Quick-Tune: Quickly Learning Which Pretrained Model to Finetune and How
We learn to jointly and efficiently select pretrained models to finetune and their hyperparameters.
摘要
评审与讨论
Currently there are many models available online but it is challenging to decide which of them to select and how to fine-tune it to the downstream task. The paper focuses on this challenge and introduces a method to find a suitable pretrained model together with suitable hyperparameters for fine-tuning. The authors construct a meta-dataset and use it for meta-learning a performance predictor that can jointly select the model and the hyperparameters.
优点
- The paper studies an interesting problem setting that is practically important and likely to further increase in importance. The trend is that there will be more and more pretrained models available and these will be more commonly used, so a method for deciding how to select a suitable one and fine-tune it is valuable.

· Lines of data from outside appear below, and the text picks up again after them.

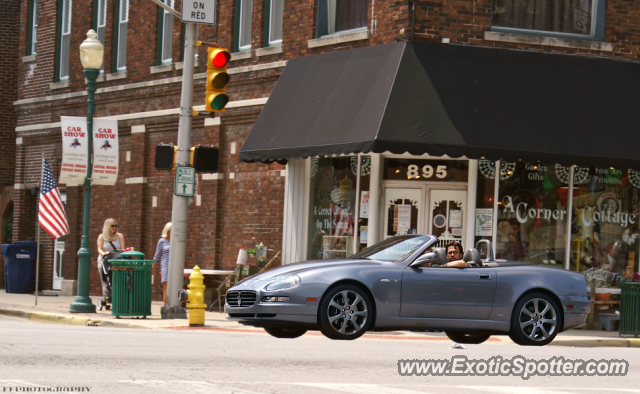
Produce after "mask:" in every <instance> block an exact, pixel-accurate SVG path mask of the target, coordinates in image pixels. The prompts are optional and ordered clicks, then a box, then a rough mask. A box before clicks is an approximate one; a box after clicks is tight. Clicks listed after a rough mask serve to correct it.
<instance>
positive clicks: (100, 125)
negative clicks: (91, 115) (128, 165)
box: [91, 118, 118, 186]
mask: <svg viewBox="0 0 640 394" xmlns="http://www.w3.org/2000/svg"><path fill="white" fill-rule="evenodd" d="M117 180H118V121H117V120H116V119H100V118H96V119H94V120H93V174H92V175H91V183H92V184H94V185H107V186H113V185H115V184H116V181H117Z"/></svg>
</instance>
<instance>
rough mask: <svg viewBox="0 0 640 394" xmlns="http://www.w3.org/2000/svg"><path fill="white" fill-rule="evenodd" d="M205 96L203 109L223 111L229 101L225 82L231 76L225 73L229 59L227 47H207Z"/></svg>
mask: <svg viewBox="0 0 640 394" xmlns="http://www.w3.org/2000/svg"><path fill="white" fill-rule="evenodd" d="M207 52H208V56H207V97H206V101H205V109H206V110H207V111H208V112H224V107H225V106H226V105H227V103H228V102H229V96H227V84H228V83H229V80H230V79H231V77H230V76H229V74H227V65H228V64H229V61H230V60H231V54H230V53H229V50H228V49H223V48H208V49H207Z"/></svg>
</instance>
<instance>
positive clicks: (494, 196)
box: [491, 160, 500, 257]
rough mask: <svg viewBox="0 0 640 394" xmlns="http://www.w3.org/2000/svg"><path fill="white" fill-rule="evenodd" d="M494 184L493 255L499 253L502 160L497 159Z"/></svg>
mask: <svg viewBox="0 0 640 394" xmlns="http://www.w3.org/2000/svg"><path fill="white" fill-rule="evenodd" d="M494 179H495V181H496V182H495V183H494V185H493V226H491V227H492V228H491V233H492V235H491V244H492V245H493V256H494V257H495V256H497V255H498V244H497V241H498V217H499V212H498V199H499V198H500V160H496V173H495V176H494Z"/></svg>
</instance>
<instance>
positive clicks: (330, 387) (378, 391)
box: [293, 383, 429, 394]
mask: <svg viewBox="0 0 640 394" xmlns="http://www.w3.org/2000/svg"><path fill="white" fill-rule="evenodd" d="M293 384H295V385H299V386H310V387H317V388H322V389H330V390H337V391H346V392H348V393H362V394H429V393H427V392H424V391H413V390H405V389H399V388H394V387H384V386H378V385H376V384H343V383H293Z"/></svg>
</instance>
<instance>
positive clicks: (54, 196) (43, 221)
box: [38, 160, 69, 239]
mask: <svg viewBox="0 0 640 394" xmlns="http://www.w3.org/2000/svg"><path fill="white" fill-rule="evenodd" d="M38 221H39V222H40V226H42V228H43V229H44V231H46V232H48V233H49V235H50V236H51V237H53V239H57V238H60V237H62V236H65V235H67V234H69V222H67V215H66V214H65V213H64V206H63V205H62V199H61V198H60V192H59V191H58V184H57V183H56V181H55V180H54V179H53V174H51V168H50V167H49V163H47V160H45V161H44V168H43V169H42V185H41V187H40V206H39V209H38Z"/></svg>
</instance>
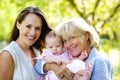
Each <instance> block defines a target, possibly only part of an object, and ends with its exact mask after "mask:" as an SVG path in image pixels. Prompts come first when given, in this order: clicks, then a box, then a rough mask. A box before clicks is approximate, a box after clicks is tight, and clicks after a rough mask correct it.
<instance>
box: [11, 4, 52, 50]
mask: <svg viewBox="0 0 120 80" xmlns="http://www.w3.org/2000/svg"><path fill="white" fill-rule="evenodd" d="M29 13H31V14H35V15H37V16H39V17H40V19H41V20H42V31H41V35H40V37H39V39H38V40H37V41H36V42H35V43H34V44H33V46H34V47H35V48H36V49H39V50H40V51H41V52H42V48H43V47H44V44H45V36H46V34H47V33H48V32H49V31H51V28H50V27H49V25H48V23H47V21H46V19H45V16H44V14H43V12H42V11H41V10H40V9H39V8H38V7H32V6H30V7H26V8H25V9H24V10H23V11H21V12H20V14H19V15H18V17H17V19H16V21H15V24H14V26H13V30H12V32H11V35H10V42H11V41H16V40H17V38H18V36H19V30H18V29H17V21H18V22H19V23H21V22H22V21H23V20H24V19H25V17H26V16H27V15H28V14H29Z"/></svg>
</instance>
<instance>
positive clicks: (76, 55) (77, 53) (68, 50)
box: [63, 35, 87, 57]
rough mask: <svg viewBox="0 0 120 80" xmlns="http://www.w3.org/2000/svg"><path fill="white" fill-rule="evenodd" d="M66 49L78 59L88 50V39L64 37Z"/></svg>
mask: <svg viewBox="0 0 120 80" xmlns="http://www.w3.org/2000/svg"><path fill="white" fill-rule="evenodd" d="M63 44H64V48H65V49H67V50H68V52H69V53H70V54H71V55H72V56H73V57H77V56H79V55H80V54H81V52H82V51H83V50H85V49H86V44H87V42H86V38H85V36H84V35H77V36H67V37H63Z"/></svg>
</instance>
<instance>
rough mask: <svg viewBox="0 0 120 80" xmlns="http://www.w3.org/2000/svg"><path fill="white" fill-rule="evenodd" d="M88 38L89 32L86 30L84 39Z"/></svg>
mask: <svg viewBox="0 0 120 80" xmlns="http://www.w3.org/2000/svg"><path fill="white" fill-rule="evenodd" d="M89 38H90V33H89V32H86V33H85V39H86V40H89Z"/></svg>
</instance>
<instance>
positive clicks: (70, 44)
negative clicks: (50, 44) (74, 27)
mask: <svg viewBox="0 0 120 80" xmlns="http://www.w3.org/2000/svg"><path fill="white" fill-rule="evenodd" d="M71 44H72V43H71V41H67V42H66V43H65V44H64V46H65V47H67V48H68V47H70V46H71Z"/></svg>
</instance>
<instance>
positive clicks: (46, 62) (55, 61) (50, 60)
mask: <svg viewBox="0 0 120 80" xmlns="http://www.w3.org/2000/svg"><path fill="white" fill-rule="evenodd" d="M43 59H44V61H45V62H46V63H53V62H54V63H56V64H58V65H60V64H61V63H62V60H61V59H60V58H56V57H54V56H44V57H43Z"/></svg>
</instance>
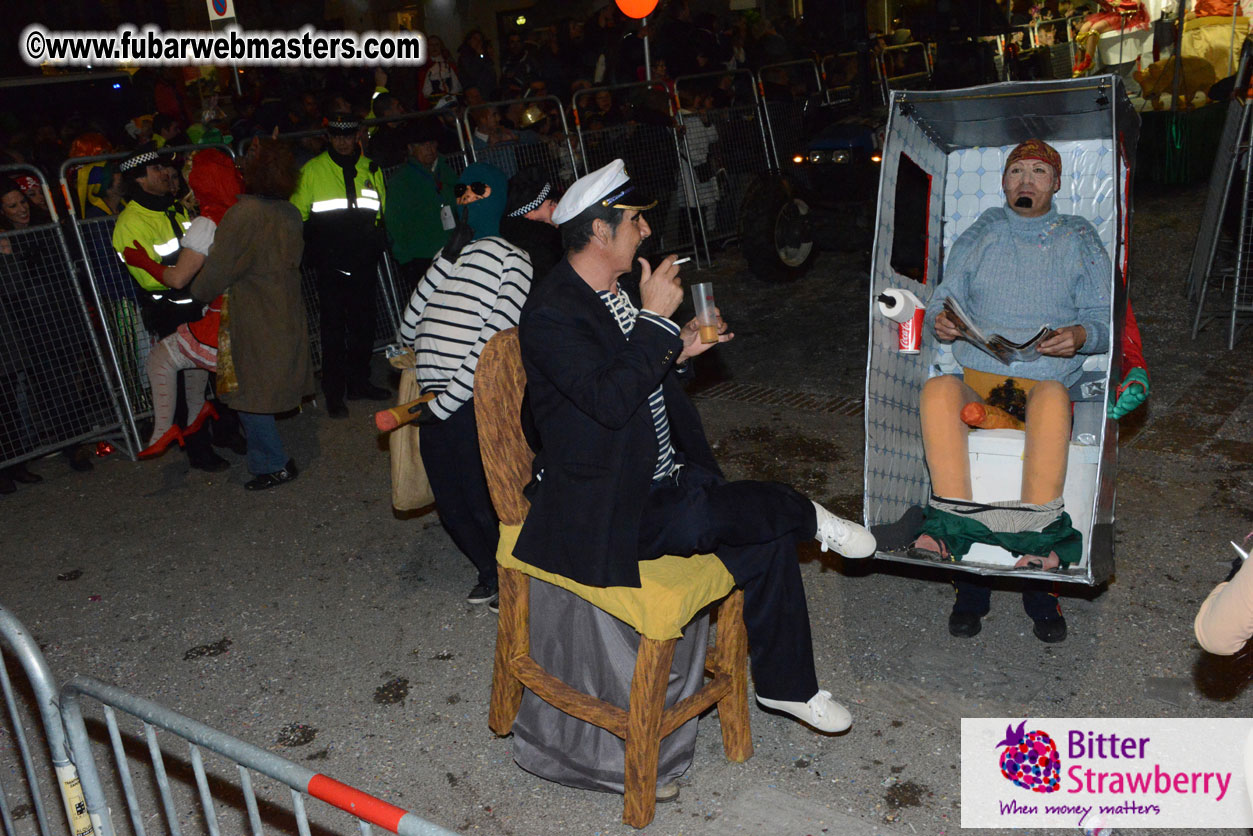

- The method seems to be novel and appears to be a well-designed solution to the presented problem. It also offers strong performance compared to the baselines that are evaluated.
- The paper is well-written and easy to read. The figures and tables are well-presented and make it simpler to understand the work and the results. The questions that are studied are clearly stated.
- The paper contributes a meta-dataset that can be interesting for other researchers to study this important problem.
- A variety of relevant research questions are asked and answered reasonably well.
缺点
- The paper only considers computer vision classification, while related works such as LogMe (You et al., ICML’21) consider various downstream tasks (classification and regression), and modalities (vision and language). It can be impractically expensive though to evaluate the approach on also these other settings.
问题
- There are micro, mini and extended versions of the Meta-Album datasets, which poses the question if Quick-Tune could benefit from using the smaller subsets for more quickly finding settings that work well on the larger subsets. It would be interesting to study this to see if it works for Quick-Tune and how large speedups can be obtained.
- How well does the method work on other downstream tasks or data modalities?
Dear reviewer,
thank you for the feedback. We address your questions as follows:
- The paper only considers computer vision classification, while related works such as LogMe (You et al., ICML’21) consider various downstream tasks (classification and regression), and modalities (vision and language). It can be impractically expensive though to evaluate the approach on also these other settings. How well does the method work on other downstream tasks or data modalities?
The reason that our method is focused on computer vision classification is that there already exists a well-established model hub in computer vision that is used by the community. However, we see no reason why our method would not work on other data modalities. We agree with the reviewer that it is infeasible to run on other data modalities at this stage and we believe this is part of future work.
- There are micro, mini and extended versions of the Meta-Album datasets, which poses the question if Quick-Tune could benefit from using the smaller subsets for more quickly finding settings that work well on the larger subsets. It would be interesting to study this to see if it works for Quick-Tune and how large speedups can be obtained.
We thank the reviewer for raising an interesting point. We would like to mention that this idea has already been investigated and verified by previous work [1]. As the number of epochs is the most common fidelity used in the domain, we focused on that. However, the fidelity in itself is a proxy and it could as well be dataset size.
[1] Klein, A., Falkner, S., Bartels, S., Hennig, P., & Hutter, F. (2017, April). Fast bayesian optimization of machine learning hyperparameters on large datasets. In Artificial intelligence and statistics (pp. 528-536). PMLR.
Thank you for the response to my questions.
- A challenge when in the pretraining (PT) / finetuning (FT) paradigm is deciding (1) what PT model to use for a given task and (2) what hyperparameters to use when FT it. This paper presents a method to identify the best pretrained model and finetuning hyperparams to use for a new dataset, using bayesian optimization/
- The proposed method first pretrains surrogate models on a large meta-dataset of finetuning pipeline runs, which captures variation in datasets, model architectures.
- These surrogates are then used to define an acquisition function that defines how to select a finetuning pipeline (model specification and hyperparameter set) during each step of Bayesian optimization. Once more data is acquired, the surrogates are also updated.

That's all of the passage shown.